An anionic Covalent Organic Framework for the removal of Al 3+ from contaminated water

Aluminum contamination in water is a critical environmental concern due to its widespread industrial usage and potential toxicity to both humans and ecosystems. Traditional aluminum removal methods such as chemical precipitation, ion exchange, and membrane filtration often present significant limitations, including high operational costs, secondary pollution, or membrane fouling. In this study, we explore the application of ionic covalent organic frameworks (iCOFs), specifically TpPa-SO₃H and TpPa-SO₃Na, as promising materials for the efficient and selective removal of Al³⁺ from aqueous solutions. These β-ketoenamine-linked COFs exhibit high chemical stability, large surface areas, and tunable porosity, making them particularly suitable for harsh water treatment environments. We report the first use of these anionic COFs for aluminum adsorption, achieving rapid uptake kinetics and high removal efficiencies under both static and dynamic conditions. Batch experiments demonstrated adsorption efficiencies exceeding 95% within minutes, while column experiments under continuous flow achieved over 99% removal for more than three hours. Recyclability tests confirmed the robustness of the material, with minimal loss of performance over five cycles.

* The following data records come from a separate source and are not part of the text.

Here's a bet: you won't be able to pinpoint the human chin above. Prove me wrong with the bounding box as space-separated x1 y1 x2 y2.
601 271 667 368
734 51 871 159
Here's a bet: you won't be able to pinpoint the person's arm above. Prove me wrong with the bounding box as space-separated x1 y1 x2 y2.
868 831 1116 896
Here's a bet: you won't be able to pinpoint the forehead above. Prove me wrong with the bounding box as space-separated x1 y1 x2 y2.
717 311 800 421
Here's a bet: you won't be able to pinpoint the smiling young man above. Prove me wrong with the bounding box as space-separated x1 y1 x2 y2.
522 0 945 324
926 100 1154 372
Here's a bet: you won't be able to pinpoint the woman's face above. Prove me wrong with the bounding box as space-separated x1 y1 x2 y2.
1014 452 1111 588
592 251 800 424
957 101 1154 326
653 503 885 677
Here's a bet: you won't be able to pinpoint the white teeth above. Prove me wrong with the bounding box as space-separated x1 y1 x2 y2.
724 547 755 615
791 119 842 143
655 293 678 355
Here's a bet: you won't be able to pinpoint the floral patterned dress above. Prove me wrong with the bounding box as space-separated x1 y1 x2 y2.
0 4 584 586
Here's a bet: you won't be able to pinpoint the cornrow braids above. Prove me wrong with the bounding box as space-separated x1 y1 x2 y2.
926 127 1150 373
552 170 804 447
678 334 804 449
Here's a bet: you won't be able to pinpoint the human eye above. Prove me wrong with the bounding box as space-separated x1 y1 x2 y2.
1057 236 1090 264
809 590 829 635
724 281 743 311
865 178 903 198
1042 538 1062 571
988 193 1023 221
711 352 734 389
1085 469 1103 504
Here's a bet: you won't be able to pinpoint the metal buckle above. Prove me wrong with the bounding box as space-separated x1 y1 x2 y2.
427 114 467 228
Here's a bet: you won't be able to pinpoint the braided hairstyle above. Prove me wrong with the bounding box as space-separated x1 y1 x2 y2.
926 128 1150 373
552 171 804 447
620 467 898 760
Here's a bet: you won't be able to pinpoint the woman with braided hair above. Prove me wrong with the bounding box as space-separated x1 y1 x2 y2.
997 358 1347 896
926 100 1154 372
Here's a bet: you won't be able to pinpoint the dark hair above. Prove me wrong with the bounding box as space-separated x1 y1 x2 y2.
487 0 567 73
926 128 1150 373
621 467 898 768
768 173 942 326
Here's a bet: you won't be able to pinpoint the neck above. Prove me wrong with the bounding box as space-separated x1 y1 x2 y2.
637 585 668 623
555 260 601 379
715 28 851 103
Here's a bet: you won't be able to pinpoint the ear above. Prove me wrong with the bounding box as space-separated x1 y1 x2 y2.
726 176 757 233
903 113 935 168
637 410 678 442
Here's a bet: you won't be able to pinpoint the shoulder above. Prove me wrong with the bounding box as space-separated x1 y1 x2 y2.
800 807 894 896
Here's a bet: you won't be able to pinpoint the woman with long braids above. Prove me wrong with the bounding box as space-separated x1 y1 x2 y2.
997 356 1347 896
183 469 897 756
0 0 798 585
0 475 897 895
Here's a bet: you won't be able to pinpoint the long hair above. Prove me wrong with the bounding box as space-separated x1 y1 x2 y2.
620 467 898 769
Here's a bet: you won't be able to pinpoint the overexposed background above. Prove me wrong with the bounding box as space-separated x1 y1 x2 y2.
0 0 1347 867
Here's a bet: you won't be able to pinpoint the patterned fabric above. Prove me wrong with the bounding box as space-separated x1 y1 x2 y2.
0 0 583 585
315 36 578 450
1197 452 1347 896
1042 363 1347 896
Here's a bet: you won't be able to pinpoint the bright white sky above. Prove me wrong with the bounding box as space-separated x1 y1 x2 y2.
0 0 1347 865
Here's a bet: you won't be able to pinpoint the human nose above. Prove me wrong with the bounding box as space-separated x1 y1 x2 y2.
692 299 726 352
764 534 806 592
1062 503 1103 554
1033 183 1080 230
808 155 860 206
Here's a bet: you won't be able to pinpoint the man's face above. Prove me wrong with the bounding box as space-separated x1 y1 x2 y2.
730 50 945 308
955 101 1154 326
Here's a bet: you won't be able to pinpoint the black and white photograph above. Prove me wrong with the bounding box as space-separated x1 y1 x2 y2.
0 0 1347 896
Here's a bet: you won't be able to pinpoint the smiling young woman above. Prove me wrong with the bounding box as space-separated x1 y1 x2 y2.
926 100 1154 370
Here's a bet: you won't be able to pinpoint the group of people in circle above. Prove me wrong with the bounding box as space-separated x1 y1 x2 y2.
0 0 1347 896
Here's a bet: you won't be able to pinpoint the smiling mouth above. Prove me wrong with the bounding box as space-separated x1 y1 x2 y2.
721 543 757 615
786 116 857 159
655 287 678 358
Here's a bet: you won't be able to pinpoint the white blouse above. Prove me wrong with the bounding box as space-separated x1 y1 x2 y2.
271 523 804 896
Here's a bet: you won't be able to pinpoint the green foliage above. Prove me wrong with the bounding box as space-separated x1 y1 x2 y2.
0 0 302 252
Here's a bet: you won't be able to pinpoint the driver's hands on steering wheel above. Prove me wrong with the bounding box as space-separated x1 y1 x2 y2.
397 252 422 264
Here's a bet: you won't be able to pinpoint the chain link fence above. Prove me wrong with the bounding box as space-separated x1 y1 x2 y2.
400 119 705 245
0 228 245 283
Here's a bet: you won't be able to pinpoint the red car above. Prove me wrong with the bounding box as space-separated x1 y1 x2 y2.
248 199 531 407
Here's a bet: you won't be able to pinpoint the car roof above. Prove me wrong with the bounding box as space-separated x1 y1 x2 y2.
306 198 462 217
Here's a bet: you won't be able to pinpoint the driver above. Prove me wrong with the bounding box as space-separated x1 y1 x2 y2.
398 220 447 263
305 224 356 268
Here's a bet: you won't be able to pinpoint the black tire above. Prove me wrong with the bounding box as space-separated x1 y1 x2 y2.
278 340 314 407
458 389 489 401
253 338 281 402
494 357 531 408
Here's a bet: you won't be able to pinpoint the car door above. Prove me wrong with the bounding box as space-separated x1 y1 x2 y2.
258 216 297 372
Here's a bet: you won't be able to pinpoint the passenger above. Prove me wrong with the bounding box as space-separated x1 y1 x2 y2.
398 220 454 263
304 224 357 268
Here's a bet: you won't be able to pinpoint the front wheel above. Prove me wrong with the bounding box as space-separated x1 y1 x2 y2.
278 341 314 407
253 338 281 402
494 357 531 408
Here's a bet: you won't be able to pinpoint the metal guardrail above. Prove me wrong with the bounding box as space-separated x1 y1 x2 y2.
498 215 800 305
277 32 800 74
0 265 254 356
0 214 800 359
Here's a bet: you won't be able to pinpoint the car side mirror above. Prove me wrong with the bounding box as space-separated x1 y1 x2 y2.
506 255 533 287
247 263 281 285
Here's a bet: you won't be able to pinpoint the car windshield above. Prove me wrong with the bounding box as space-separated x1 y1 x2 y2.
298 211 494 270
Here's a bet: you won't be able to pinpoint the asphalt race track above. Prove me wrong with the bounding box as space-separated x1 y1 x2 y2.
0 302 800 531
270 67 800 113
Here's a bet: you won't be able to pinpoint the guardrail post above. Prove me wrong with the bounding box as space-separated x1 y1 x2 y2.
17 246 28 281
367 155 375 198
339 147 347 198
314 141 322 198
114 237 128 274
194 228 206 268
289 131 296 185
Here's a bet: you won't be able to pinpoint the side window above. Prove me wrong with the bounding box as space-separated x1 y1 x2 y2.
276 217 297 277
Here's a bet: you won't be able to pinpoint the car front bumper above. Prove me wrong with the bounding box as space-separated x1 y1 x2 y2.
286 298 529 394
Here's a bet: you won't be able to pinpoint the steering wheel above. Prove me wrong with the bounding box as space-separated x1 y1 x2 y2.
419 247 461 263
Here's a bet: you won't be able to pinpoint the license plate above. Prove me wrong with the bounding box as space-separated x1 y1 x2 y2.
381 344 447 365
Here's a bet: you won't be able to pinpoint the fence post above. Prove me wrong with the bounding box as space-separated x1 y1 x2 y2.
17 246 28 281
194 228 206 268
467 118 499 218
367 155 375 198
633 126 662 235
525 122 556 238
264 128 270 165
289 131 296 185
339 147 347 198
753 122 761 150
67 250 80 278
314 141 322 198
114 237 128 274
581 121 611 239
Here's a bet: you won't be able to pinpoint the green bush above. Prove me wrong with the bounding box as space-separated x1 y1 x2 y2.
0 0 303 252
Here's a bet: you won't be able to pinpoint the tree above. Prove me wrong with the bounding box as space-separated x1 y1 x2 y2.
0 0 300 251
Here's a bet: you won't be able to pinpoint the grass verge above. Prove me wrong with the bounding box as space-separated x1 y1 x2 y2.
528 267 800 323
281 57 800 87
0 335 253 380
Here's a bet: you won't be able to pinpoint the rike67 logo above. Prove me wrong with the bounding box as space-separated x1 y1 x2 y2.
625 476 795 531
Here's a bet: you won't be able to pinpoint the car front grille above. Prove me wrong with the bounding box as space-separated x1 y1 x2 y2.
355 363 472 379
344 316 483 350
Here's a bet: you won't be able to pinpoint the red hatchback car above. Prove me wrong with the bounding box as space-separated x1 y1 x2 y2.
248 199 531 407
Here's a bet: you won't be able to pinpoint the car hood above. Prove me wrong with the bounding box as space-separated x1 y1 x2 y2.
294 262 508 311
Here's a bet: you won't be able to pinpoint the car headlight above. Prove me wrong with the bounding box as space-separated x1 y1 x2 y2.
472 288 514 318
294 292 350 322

Additionally, the TpPa-SO₃Na was tested on real water samples, yielding removal efficiencies of up to 85%. The adsorption mechanism was investigated in-depth, revealing strong electrostatic interactions and selective binding with Al³⁺ ions. These findings highlight the potential of iCOFs as a sustainable and effective alternative to conventional aluminum removal technologies, advancing current water purification strategies and contributing to the development of next-generation materials for clean water applications.